Tether has infamously resisted submitting its alleged reserves to a proper third-party audit, effectively flipping the crypto mantra of ‘Don’t trust. Verify’ on its head. And yet Tether’s blog claimed that it “continues to lead the industry in both transparency and security,” which sounds an awful lot like the assurances SBF offered regarding the safety of customer assets on FTX, doesn’t it?”

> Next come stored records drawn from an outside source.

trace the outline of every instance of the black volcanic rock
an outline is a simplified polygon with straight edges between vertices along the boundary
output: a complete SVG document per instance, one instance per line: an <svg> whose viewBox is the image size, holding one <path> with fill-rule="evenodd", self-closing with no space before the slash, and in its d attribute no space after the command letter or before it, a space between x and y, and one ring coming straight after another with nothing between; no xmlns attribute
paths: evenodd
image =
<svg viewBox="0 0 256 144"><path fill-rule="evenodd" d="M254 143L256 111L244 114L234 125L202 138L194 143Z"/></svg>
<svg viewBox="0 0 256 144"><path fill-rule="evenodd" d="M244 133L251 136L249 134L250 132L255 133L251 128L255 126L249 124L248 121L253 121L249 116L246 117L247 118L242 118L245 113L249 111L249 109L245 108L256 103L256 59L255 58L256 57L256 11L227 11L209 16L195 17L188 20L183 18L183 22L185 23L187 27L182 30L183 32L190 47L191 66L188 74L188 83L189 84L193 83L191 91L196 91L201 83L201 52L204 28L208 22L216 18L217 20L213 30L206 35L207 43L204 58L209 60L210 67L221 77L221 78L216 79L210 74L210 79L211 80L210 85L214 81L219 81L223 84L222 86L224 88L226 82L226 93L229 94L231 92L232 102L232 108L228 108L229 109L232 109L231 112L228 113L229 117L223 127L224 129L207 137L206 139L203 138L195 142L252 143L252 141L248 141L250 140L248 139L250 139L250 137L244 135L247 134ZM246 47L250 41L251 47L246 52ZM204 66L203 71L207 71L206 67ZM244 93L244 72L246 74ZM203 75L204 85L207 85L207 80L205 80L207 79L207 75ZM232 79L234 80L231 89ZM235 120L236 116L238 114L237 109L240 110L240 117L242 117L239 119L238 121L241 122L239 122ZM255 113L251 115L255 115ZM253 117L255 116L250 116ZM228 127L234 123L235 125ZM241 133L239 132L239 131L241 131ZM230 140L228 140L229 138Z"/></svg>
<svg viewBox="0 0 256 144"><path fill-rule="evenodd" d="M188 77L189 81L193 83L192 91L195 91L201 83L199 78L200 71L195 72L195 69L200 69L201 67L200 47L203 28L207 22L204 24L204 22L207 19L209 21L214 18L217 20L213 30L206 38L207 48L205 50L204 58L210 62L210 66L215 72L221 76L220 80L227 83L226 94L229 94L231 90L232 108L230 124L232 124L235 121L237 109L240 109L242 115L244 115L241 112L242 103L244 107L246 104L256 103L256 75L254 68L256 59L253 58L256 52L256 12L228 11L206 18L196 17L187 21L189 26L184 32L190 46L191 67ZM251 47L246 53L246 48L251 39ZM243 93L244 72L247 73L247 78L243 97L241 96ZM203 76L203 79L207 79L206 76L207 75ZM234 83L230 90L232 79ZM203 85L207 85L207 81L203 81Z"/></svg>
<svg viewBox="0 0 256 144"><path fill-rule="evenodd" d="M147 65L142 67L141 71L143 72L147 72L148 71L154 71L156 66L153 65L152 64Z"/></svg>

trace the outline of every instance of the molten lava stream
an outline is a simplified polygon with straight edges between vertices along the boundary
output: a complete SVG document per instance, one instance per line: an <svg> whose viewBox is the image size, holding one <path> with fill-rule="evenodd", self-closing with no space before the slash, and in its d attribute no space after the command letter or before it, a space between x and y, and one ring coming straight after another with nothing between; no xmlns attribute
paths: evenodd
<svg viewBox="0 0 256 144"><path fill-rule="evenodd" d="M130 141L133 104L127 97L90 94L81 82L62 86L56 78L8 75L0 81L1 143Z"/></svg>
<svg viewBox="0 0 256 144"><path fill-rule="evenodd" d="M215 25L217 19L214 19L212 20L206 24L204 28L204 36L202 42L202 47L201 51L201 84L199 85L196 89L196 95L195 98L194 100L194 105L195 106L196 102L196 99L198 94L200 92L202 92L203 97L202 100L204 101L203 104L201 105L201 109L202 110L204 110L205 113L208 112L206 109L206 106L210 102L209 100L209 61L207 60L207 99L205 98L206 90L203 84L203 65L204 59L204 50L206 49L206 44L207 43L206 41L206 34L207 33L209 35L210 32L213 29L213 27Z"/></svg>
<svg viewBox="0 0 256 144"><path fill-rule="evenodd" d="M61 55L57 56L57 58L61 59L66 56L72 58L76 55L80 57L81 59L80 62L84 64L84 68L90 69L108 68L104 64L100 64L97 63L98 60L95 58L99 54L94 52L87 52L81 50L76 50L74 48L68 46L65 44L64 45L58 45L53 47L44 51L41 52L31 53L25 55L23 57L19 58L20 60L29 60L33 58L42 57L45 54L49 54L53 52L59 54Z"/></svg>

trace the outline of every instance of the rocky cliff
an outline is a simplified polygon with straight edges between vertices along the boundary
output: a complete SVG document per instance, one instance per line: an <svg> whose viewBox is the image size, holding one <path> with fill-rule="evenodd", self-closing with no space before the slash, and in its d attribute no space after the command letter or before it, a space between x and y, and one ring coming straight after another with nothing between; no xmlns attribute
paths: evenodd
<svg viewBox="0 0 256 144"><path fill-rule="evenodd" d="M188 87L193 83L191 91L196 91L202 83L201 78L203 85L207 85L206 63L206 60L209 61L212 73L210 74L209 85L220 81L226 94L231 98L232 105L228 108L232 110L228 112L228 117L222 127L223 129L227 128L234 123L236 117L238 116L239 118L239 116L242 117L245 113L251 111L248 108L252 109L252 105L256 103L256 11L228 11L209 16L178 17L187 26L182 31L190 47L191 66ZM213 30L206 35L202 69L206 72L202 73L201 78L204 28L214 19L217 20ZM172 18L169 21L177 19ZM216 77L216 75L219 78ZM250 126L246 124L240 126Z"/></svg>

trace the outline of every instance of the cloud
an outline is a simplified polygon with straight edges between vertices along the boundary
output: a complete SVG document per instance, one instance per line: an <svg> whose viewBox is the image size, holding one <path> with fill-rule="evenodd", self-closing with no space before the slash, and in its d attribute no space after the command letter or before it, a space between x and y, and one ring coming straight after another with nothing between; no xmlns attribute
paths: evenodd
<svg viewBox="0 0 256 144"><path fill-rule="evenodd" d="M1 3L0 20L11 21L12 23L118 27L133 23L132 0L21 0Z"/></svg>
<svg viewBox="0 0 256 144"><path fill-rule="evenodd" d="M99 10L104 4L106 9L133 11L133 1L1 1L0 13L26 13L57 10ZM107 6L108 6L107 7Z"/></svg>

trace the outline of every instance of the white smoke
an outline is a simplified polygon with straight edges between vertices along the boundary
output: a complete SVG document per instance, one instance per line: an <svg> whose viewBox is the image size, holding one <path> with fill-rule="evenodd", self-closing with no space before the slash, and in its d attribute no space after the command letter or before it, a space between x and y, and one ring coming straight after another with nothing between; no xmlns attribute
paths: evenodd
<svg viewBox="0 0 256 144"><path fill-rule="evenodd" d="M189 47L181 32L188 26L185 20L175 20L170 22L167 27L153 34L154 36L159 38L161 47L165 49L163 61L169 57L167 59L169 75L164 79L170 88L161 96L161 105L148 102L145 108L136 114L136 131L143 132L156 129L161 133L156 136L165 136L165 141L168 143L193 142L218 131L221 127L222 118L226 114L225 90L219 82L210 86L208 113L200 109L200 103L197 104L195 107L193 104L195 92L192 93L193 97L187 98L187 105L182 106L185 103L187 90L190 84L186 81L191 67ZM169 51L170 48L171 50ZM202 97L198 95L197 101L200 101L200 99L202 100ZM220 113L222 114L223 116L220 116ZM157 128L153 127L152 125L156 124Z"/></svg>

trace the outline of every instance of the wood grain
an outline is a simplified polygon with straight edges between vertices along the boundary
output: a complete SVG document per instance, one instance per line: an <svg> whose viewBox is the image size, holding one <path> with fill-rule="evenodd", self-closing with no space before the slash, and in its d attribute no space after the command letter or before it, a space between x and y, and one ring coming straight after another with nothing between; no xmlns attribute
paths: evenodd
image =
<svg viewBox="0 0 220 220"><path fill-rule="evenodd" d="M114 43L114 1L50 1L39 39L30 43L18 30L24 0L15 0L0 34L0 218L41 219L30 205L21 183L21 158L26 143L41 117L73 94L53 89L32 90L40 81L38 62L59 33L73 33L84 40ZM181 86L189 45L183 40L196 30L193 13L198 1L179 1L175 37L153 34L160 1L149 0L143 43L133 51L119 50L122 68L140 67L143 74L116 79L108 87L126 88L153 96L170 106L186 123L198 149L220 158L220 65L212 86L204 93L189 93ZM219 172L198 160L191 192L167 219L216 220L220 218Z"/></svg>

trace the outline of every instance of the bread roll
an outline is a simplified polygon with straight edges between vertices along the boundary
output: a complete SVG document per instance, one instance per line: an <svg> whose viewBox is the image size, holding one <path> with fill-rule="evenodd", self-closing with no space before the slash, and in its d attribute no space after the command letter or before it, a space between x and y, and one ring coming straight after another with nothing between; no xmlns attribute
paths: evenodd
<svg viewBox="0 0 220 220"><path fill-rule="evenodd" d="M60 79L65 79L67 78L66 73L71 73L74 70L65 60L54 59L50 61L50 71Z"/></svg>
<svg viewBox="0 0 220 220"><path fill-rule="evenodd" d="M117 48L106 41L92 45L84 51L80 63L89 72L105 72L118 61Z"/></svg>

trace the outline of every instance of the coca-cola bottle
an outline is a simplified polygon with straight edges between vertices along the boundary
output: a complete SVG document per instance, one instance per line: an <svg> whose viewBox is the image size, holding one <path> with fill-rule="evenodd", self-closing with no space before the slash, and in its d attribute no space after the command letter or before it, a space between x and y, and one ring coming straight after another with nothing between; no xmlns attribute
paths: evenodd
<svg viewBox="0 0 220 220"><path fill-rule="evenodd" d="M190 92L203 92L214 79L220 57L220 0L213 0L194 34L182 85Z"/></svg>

Meanwhile, Thursday morning brought word that Tether had frozen $46 million worth of USDT on FTX held in a wallet that reportedly belongs to FTX. The unprecedented freeze was allegedly conducted at the request of law enforcement, which demonstrates (a) the authorities’ capacity to shut the barn door only after the cows have bolted, and (b) the utter mythology behind the claim that anything in ‘crypto’ is ‘decentralized.’
Not for nothing, but Tether’s freeze order came as reports indicated that someone at Alameda was shorting USDT for reasons known only to themselves. SBF’s Thursday morning Twitter thread claimed that Alameda “aren’t doing any of the weird things that I see on Twitter–and nothing large at all.” But SBF might be forgiven for taking a ‘from hell’s heart, I stab at thee’ approach given how his former partners-in-crime served up their ice-cold dish of revenge.
Twisting the knife
SBF’s Twitter thread obliquely addressed the widespread perception that FTX was sandbagged by Changpeng ‘CZ’ Zhao, the founder of Binance. Over the weekend, CZ sparked frenzied withdrawals by FTX users after threatening to dump hundreds of millions’ worth of FTX’s in-house FTT token, then backed out of a deal that would have pulled FTX’s ass from the fire.
SBF said, “At some point I might have more to say about a particular sparring partner, so to speak. But you know, glass houses. So for now, all I’ll say is: well played; you won.” In previous (since deleted) tweets, SBF had claimed that “a competitor is trying to go after us with false rumors” while insisting that “FTX is fine. Assets are fine.”
20) At some point I might have more to say about a particular sparring partner, so to speak.
But you know, glass houses. So for now, all I'll say is:
well played; you won.
— SBF (@SBF_FTX) November 10, 2022
Reuters’ Thursday report also fleshed out what we know about why SBF and CZ went from business partners to mortal enemies. The falling out began in May 2021, when FTX was seeking a license to operate in Gibraltar. Pressed by local regulators to submit information on FTX’s major shareholders – Binance originally held a one-fifth stake in FTX—SBF beseeched CZ for cooperation but received only silence.
In a three-month span, FTX attorneys sent “at least 20” requests for assistance on the sources of CZ’s wealth and details on Binance’s ownership structure. When an FTX lawyer complained to Binance’s CFO that Binance’s failure to engage was “severely disrupting an important project for us,” a Binance lawyer responded by saying FTX was out of luck because the requested information was “too general.”
His patience exhausted, SBF bought out CZ’s stake in FTX to the tune of $2.1 billion, and Gibraltar regulators approved FTX’s license two months later. But SBF went on to badmouth CZ/Binance in the press, which apparently stoked CZ’s desire for payback. And here we are.
This ongoing debacle prompted even the White House to weigh in with its opinion Thursday. Press secretary Karine Jean-Pierre warned that “without proper oversight of cryptocurrencies, they risk harming everyday Americans.” FTX’s implosion “underscores these concerns and highlights why prudent regulation of cryptocurrencies is indeed needed.”
Whether it’s CZ’s refusal to declare where exactly he or Binance call home, Tether’s unwillingness to submit to an audit, or SBF’s decision to spend customer funds propping up Alameda’s dodgy bets, the crypto community shares a genetic aversion to transparency coupled with a sense that the rules only apply to lesser mortals. Until it breeds these traits out of its DNA, ‘crypto’ will remain a joke—and a blatantly criminal one—in the eyes of everyone outside this space.